About

The history presented here is about Blackpool, on the northwest coast of the UK, perhaps inadequately alone referred to as a holiday resort. The history of Blackpool is also much of the history of other places, locally, regionally, nationally and internationally. People have come from all parts to settle, to perform in entertainment, work, or make lots of money through property development in the early days. It is the town in which I was born. I am here because of the accumulative complexities of ancestry which include, the displacement of generations through poverty, economic downturns, famine, religious and racial differences, the patriotism of war and its balancing counterpart in the compassion for humanity. And then the local fire brigade within which my parents met during a national and worldwide state of war. It is a town whose history begins with the provision of a concept of a healthy, seaside environment, generally available only to the wealthy at first and then, with the development of the railways, made available to countless thousands.
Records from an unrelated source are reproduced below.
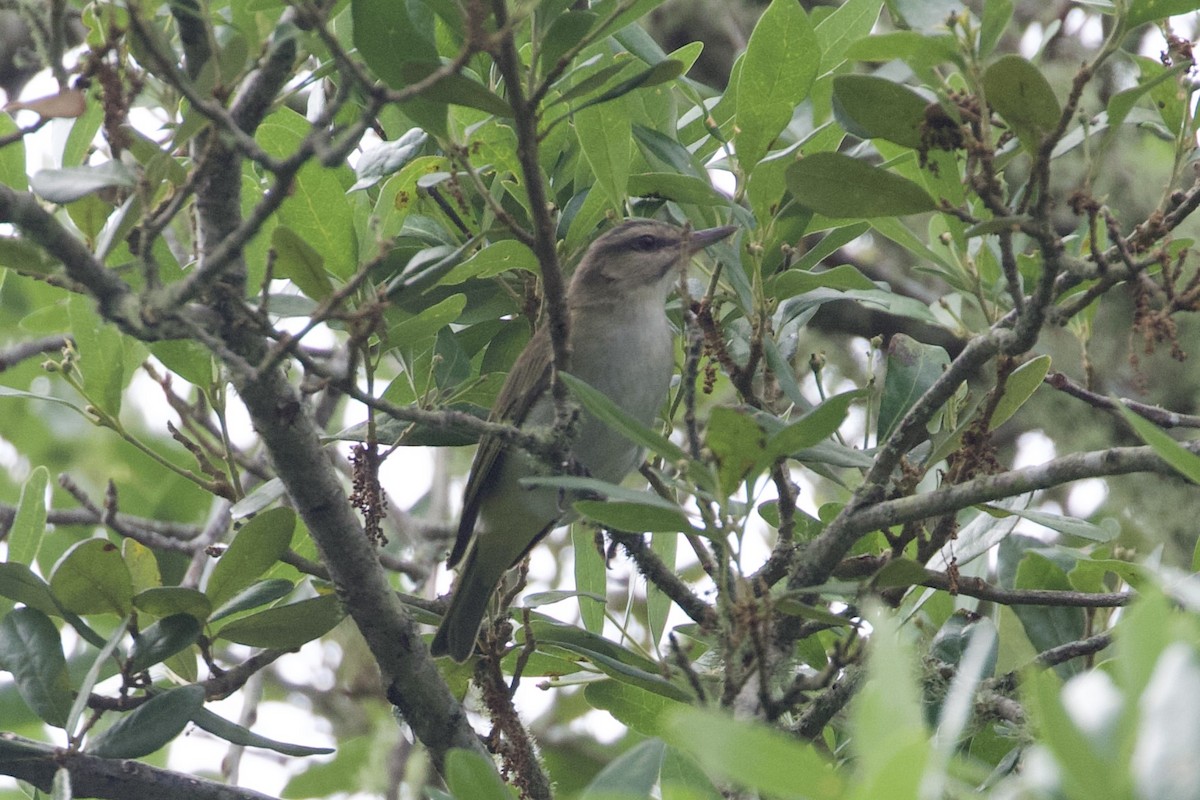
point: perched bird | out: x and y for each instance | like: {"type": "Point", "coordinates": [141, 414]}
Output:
{"type": "Point", "coordinates": [622, 344]}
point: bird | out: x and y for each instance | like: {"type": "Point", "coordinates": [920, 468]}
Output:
{"type": "Point", "coordinates": [622, 344]}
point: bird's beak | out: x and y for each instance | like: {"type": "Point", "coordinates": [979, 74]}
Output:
{"type": "Point", "coordinates": [701, 239]}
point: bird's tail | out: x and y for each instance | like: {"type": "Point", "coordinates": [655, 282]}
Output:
{"type": "Point", "coordinates": [460, 626]}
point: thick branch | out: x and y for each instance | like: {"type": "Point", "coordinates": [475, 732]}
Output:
{"type": "Point", "coordinates": [1116, 461]}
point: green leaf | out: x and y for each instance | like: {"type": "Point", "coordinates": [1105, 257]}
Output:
{"type": "Point", "coordinates": [71, 184]}
{"type": "Point", "coordinates": [1167, 738]}
{"type": "Point", "coordinates": [167, 601]}
{"type": "Point", "coordinates": [1069, 525]}
{"type": "Point", "coordinates": [29, 524]}
{"type": "Point", "coordinates": [31, 650]}
{"type": "Point", "coordinates": [286, 627]}
{"type": "Point", "coordinates": [599, 405]}
{"type": "Point", "coordinates": [190, 360]}
{"type": "Point", "coordinates": [163, 639]}
{"type": "Point", "coordinates": [633, 707]}
{"type": "Point", "coordinates": [591, 578]}
{"type": "Point", "coordinates": [912, 368]}
{"type": "Point", "coordinates": [455, 89]}
{"type": "Point", "coordinates": [389, 32]}
{"type": "Point", "coordinates": [23, 585]}
{"type": "Point", "coordinates": [606, 138]}
{"type": "Point", "coordinates": [426, 324]}
{"type": "Point", "coordinates": [1152, 76]}
{"type": "Point", "coordinates": [101, 355]}
{"type": "Point", "coordinates": [753, 756]}
{"type": "Point", "coordinates": [843, 278]}
{"type": "Point", "coordinates": [150, 726]}
{"type": "Point", "coordinates": [495, 259]}
{"type": "Point", "coordinates": [93, 578]}
{"type": "Point", "coordinates": [633, 774]}
{"type": "Point", "coordinates": [300, 263]}
{"type": "Point", "coordinates": [837, 185]}
{"type": "Point", "coordinates": [889, 734]}
{"type": "Point", "coordinates": [1020, 94]}
{"type": "Point", "coordinates": [876, 108]}
{"type": "Point", "coordinates": [814, 427]}
{"type": "Point", "coordinates": [658, 602]}
{"type": "Point", "coordinates": [1048, 626]}
{"type": "Point", "coordinates": [564, 32]}
{"type": "Point", "coordinates": [1181, 459]}
{"type": "Point", "coordinates": [253, 551]}
{"type": "Point", "coordinates": [472, 776]}
{"type": "Point", "coordinates": [1144, 11]}
{"type": "Point", "coordinates": [778, 70]}
{"type": "Point", "coordinates": [101, 667]}
{"type": "Point", "coordinates": [387, 157]}
{"type": "Point", "coordinates": [634, 517]}
{"type": "Point", "coordinates": [996, 16]}
{"type": "Point", "coordinates": [846, 24]}
{"type": "Point", "coordinates": [615, 661]}
{"type": "Point", "coordinates": [237, 734]}
{"type": "Point", "coordinates": [653, 76]}
{"type": "Point", "coordinates": [738, 445]}
{"type": "Point", "coordinates": [1019, 389]}
{"type": "Point", "coordinates": [671, 186]}
{"type": "Point", "coordinates": [906, 46]}
{"type": "Point", "coordinates": [12, 156]}
{"type": "Point", "coordinates": [258, 594]}
{"type": "Point", "coordinates": [317, 205]}
{"type": "Point", "coordinates": [22, 256]}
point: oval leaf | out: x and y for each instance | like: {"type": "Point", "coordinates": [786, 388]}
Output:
{"type": "Point", "coordinates": [912, 368]}
{"type": "Point", "coordinates": [287, 627]}
{"type": "Point", "coordinates": [634, 517]}
{"type": "Point", "coordinates": [256, 547]}
{"type": "Point", "coordinates": [150, 726]}
{"type": "Point", "coordinates": [163, 639]}
{"type": "Point", "coordinates": [778, 70]}
{"type": "Point", "coordinates": [166, 601]}
{"type": "Point", "coordinates": [876, 108]}
{"type": "Point", "coordinates": [839, 186]}
{"type": "Point", "coordinates": [237, 734]}
{"type": "Point", "coordinates": [93, 578]}
{"type": "Point", "coordinates": [259, 594]}
{"type": "Point", "coordinates": [1020, 94]}
{"type": "Point", "coordinates": [31, 650]}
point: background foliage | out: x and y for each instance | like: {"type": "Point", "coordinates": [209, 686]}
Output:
{"type": "Point", "coordinates": [865, 566]}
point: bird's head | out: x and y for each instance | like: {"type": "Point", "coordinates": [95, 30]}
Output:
{"type": "Point", "coordinates": [635, 257]}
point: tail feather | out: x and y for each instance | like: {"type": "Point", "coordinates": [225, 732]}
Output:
{"type": "Point", "coordinates": [460, 626]}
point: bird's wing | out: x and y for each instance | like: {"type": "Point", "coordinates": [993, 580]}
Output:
{"type": "Point", "coordinates": [527, 380]}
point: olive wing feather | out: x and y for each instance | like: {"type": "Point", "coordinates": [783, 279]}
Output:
{"type": "Point", "coordinates": [526, 383]}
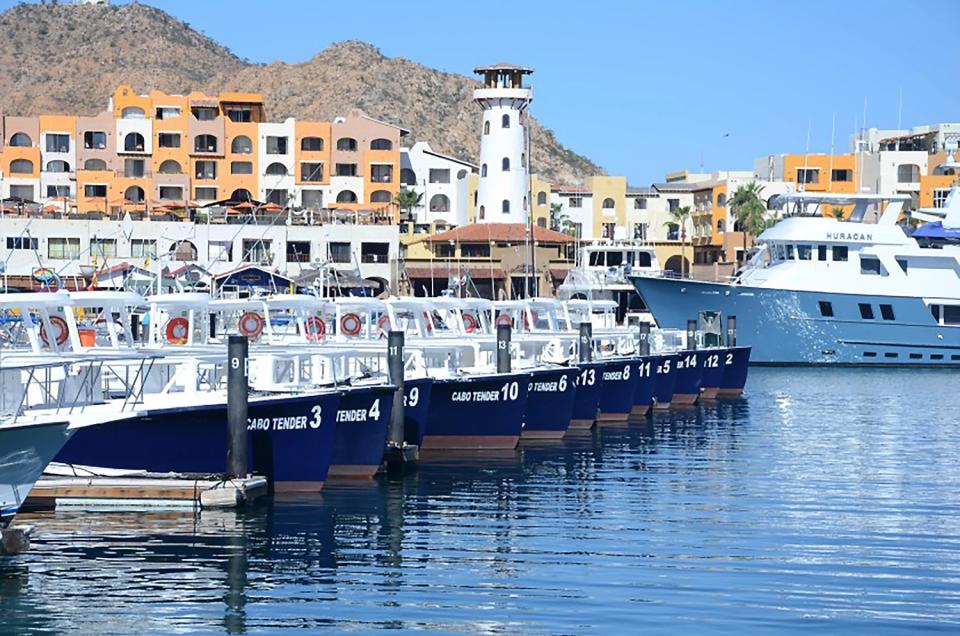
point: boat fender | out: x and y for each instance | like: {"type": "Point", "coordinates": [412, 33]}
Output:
{"type": "Point", "coordinates": [351, 324]}
{"type": "Point", "coordinates": [60, 327]}
{"type": "Point", "coordinates": [250, 324]}
{"type": "Point", "coordinates": [176, 330]}
{"type": "Point", "coordinates": [316, 328]}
It has continued to provide entertainment at all levels of expression and appreciation and has been a place of refuge and a safe haven, opening up its doors in times of conflict to the bomb destroyed cities of the land and from conflicts abroad. It is a cosmopolitan place, being described as having the least indigenous population in the UK at one time. Many people and events make up the history of any town. Blackpool has a variety of people who have settled here to contribute to its history and this is the story of some of them who are either the indigenous ‘sandgrown uns’ from the town itself or have been associated with the town by settlement and often remaining in the graveyards as representatives of the rich variety of life in the trials, tribulations and tragedies of the progress of humanity.